1- « Kant fut le premier à enseigner la géographie avant qu’elle ne devinsse une discipline universitaire établie. Durant les quarante années de son enseignement, il dispensa 48 cours de géographie, 54 cours de logique, 49 cours de métaphysique et 20 cours de physique » : André-Louis Sanguin, « Redécouvrir la pensée géographique de Kant », Annales de Géographie, 103ème année, n° 576 (mars-avril 1994), p. 134-151.

2- Voici la citation replacée dans son contexte, ici parfaitement en accord avec les thèmes kantiens : « Toute la terre habitable a été de nos jours reconnue, relevée, partagée, entre les nations. L’ère des terrains vagues, des territoires libres, des lieux qui ne sont à personne, donc l’ère de libre expansion est close. Plus de roc qui ne porte un drapeau ; plus de vide sur la carte ; plus de région hors des douanes et hors des lois ; plus une tribu dont les affaires n’engendre quelque dossier et ne dépendent, par les maléfices de l’écriture, de divers humanistes lointains dans leurs bureaux. Le temps du monde fini commence. »
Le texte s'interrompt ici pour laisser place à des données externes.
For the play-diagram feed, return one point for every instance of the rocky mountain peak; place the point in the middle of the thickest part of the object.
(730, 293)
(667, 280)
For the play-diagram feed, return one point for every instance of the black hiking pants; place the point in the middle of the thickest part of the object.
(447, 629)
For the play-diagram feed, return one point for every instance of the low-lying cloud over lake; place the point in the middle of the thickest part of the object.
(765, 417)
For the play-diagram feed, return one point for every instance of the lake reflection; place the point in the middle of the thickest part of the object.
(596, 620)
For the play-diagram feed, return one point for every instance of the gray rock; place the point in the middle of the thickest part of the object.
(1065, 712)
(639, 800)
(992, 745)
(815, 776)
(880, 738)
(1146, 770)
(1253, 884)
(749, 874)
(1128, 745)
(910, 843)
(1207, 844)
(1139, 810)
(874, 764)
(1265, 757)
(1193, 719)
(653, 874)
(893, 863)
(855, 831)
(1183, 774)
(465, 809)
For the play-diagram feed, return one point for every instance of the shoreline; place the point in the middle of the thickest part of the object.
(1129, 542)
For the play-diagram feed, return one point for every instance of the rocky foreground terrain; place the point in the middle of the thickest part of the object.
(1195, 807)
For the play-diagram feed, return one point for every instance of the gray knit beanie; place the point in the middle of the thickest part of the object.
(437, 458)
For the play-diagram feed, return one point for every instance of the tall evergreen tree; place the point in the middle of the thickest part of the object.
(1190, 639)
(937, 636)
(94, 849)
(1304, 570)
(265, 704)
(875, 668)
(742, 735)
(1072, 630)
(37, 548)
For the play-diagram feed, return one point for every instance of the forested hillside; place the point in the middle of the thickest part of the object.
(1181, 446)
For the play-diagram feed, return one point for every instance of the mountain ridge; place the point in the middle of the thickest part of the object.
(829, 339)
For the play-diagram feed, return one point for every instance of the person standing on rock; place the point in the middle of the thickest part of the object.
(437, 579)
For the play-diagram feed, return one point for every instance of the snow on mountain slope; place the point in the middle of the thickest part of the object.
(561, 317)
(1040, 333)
3- On nommait, dans l’antiquité, « colonnes d’Hercule » les deux montagnes qui se font face de part et d’autre du détroit de Gibraltar, soit le rocher de Gibraltar sur la rive européenne (Calpe en latin) et le mont Abyla sur la rive africaine.
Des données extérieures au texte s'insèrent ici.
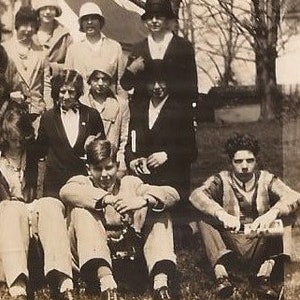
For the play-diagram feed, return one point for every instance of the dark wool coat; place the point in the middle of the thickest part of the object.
(172, 133)
(179, 65)
(64, 161)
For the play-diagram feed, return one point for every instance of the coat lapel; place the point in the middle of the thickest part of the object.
(60, 127)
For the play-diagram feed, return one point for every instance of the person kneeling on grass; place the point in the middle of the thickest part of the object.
(237, 198)
(101, 204)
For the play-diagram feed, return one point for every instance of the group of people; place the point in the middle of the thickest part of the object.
(116, 167)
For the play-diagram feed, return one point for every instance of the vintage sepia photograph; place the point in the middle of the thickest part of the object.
(149, 149)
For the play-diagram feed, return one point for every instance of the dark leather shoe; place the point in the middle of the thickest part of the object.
(109, 295)
(162, 294)
(224, 287)
(263, 288)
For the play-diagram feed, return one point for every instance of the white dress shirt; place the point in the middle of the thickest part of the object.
(154, 111)
(158, 49)
(70, 120)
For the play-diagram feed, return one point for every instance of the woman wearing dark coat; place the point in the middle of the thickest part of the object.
(176, 53)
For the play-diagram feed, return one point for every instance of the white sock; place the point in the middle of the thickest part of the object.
(18, 288)
(66, 284)
(160, 280)
(107, 282)
(266, 268)
(220, 271)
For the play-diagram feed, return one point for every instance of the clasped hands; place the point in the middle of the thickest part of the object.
(140, 166)
(123, 205)
(260, 225)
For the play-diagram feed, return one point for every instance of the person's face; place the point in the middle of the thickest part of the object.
(14, 143)
(100, 83)
(104, 174)
(26, 31)
(67, 96)
(244, 163)
(158, 89)
(91, 25)
(156, 24)
(47, 14)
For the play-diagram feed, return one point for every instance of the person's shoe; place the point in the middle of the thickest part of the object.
(263, 288)
(20, 297)
(162, 294)
(224, 287)
(67, 295)
(110, 294)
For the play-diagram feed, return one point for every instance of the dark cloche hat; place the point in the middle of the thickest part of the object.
(158, 8)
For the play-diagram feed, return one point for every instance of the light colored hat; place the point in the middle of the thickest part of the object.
(106, 69)
(90, 8)
(38, 4)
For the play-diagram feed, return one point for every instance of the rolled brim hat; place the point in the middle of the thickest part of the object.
(155, 70)
(107, 70)
(162, 8)
(38, 4)
(90, 8)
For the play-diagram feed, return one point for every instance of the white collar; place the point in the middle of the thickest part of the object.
(154, 111)
(247, 186)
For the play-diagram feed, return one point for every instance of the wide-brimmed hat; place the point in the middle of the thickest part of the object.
(161, 8)
(38, 4)
(90, 8)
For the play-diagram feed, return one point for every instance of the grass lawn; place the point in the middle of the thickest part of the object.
(195, 277)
4- Au chant XXVI de son Enfer, Dante imagine la suite et la fin des aventures de l’antique Ulysse : ne pouvant se résoudre à demeurer chez lui, tenté à nouveau par l’invitation au voyage, le héros grec s’élance avec ses compagnons au-delà des colonnes d’Hercule, et navigue dans l’autre hémisphère, monde inconnu aux hommes de son temps. Il parvient enfin en vue de la montagne du Purgatoire, qui culmine avec le paradis terrestre, point d’envol pour Dante entraîné par Béatrice, pour rejoindre le paradis céleste. En ce point, le païen Ulysse outrepasse les limites de sa sagesse, et s’aventure dans le pays de la Révélation qui n’est réservée qu’aux seuls chrétiens. Aussi Dieu fait-il sombrer son navire, et c’est ainsi que finit le héros de l’Odyssée, qui avait osé porter l’aventure de la connaissance au-delà de la limite en laquelle les païens demeurent confinés.
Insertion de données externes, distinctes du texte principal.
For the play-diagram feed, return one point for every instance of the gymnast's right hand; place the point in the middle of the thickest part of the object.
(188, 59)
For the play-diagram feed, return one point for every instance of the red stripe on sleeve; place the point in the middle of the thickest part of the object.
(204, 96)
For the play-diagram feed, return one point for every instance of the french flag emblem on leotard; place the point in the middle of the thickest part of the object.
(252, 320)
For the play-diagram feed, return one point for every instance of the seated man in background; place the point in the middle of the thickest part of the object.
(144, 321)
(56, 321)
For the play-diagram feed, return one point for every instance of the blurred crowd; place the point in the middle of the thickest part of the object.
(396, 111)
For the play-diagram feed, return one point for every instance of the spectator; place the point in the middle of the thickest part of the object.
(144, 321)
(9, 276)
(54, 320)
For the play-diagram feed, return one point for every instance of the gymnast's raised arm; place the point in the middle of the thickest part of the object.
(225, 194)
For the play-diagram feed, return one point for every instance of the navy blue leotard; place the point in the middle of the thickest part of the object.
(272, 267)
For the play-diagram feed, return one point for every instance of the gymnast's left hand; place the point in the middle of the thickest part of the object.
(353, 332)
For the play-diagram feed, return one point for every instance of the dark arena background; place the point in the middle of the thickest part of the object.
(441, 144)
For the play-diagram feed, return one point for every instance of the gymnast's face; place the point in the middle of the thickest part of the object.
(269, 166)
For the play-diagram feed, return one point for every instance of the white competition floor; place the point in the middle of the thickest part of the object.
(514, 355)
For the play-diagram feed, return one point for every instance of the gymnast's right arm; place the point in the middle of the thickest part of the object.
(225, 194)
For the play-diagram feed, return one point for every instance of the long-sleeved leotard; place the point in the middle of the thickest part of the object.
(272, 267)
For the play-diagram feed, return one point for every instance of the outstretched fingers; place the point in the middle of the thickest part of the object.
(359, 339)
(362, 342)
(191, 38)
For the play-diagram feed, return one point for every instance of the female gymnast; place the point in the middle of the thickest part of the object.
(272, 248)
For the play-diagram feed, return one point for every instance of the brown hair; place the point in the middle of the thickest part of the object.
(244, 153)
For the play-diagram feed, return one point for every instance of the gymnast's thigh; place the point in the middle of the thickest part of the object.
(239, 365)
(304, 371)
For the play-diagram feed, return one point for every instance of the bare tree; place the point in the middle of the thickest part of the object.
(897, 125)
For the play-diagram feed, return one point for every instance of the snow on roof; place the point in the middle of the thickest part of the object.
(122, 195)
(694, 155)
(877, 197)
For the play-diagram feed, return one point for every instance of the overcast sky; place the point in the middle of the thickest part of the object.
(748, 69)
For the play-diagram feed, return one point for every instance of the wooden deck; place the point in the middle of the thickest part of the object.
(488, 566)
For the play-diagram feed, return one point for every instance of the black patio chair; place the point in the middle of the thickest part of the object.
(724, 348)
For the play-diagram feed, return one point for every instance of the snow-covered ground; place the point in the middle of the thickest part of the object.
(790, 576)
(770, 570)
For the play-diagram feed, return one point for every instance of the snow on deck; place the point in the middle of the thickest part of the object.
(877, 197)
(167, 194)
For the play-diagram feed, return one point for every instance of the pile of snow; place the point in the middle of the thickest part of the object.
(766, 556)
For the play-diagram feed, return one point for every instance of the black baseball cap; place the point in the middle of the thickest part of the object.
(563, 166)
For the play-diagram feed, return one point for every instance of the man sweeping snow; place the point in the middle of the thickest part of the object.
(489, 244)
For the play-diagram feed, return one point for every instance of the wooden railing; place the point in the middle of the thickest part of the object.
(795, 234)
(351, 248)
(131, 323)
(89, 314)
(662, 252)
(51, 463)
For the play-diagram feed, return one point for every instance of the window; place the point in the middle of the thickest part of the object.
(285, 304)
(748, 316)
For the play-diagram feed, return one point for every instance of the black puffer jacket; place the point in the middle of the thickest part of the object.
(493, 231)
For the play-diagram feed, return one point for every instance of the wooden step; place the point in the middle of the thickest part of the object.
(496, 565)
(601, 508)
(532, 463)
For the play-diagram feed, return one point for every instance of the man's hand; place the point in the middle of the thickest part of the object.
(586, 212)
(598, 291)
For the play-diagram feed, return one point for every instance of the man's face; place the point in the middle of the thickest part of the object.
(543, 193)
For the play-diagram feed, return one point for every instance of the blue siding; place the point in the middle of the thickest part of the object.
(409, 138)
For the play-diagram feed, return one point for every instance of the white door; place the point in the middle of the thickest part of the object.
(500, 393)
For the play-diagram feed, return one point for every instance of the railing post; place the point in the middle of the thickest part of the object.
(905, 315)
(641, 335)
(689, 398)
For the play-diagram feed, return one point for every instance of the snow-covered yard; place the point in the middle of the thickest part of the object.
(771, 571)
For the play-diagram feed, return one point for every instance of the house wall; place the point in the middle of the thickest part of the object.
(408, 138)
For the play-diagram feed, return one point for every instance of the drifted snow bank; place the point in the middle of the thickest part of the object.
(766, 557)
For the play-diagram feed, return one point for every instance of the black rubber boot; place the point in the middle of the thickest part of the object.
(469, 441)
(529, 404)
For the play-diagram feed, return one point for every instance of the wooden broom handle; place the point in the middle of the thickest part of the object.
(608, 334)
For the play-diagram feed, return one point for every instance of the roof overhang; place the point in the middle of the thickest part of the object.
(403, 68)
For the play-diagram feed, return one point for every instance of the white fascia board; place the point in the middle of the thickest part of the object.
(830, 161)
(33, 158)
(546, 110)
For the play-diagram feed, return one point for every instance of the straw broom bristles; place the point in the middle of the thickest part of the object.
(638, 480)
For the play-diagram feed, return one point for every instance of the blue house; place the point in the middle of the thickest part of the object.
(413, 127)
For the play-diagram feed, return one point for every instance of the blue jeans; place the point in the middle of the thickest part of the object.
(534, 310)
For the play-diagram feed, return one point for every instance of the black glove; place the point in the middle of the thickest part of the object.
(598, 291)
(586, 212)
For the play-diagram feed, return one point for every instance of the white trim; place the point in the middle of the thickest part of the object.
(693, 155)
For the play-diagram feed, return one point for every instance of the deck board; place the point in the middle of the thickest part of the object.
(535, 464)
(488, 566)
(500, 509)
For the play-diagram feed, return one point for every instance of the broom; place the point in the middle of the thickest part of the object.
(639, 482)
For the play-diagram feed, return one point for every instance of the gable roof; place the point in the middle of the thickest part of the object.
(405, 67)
5- Notons ici que le temps du MOI n’est pas le temps du MONDE : le temps du MOI est purement intérieur, et par conséquent non objectivement mesurable ; il est éprouvé intuitivement, par la vitesse du flux qui fait se succéder en nous les diverses représentations. Le temps du monde est toujours connu médiatement par les objets de l’expérience, il est mesuré par le cours des astres, l’écoulement de l’eau dans la clepsydre, la période du pendule dans l’horloge. Le temps du MOI demeure irréductiblement subjectif, seul le temps du MONDE peut être constitué en objet de connaissance.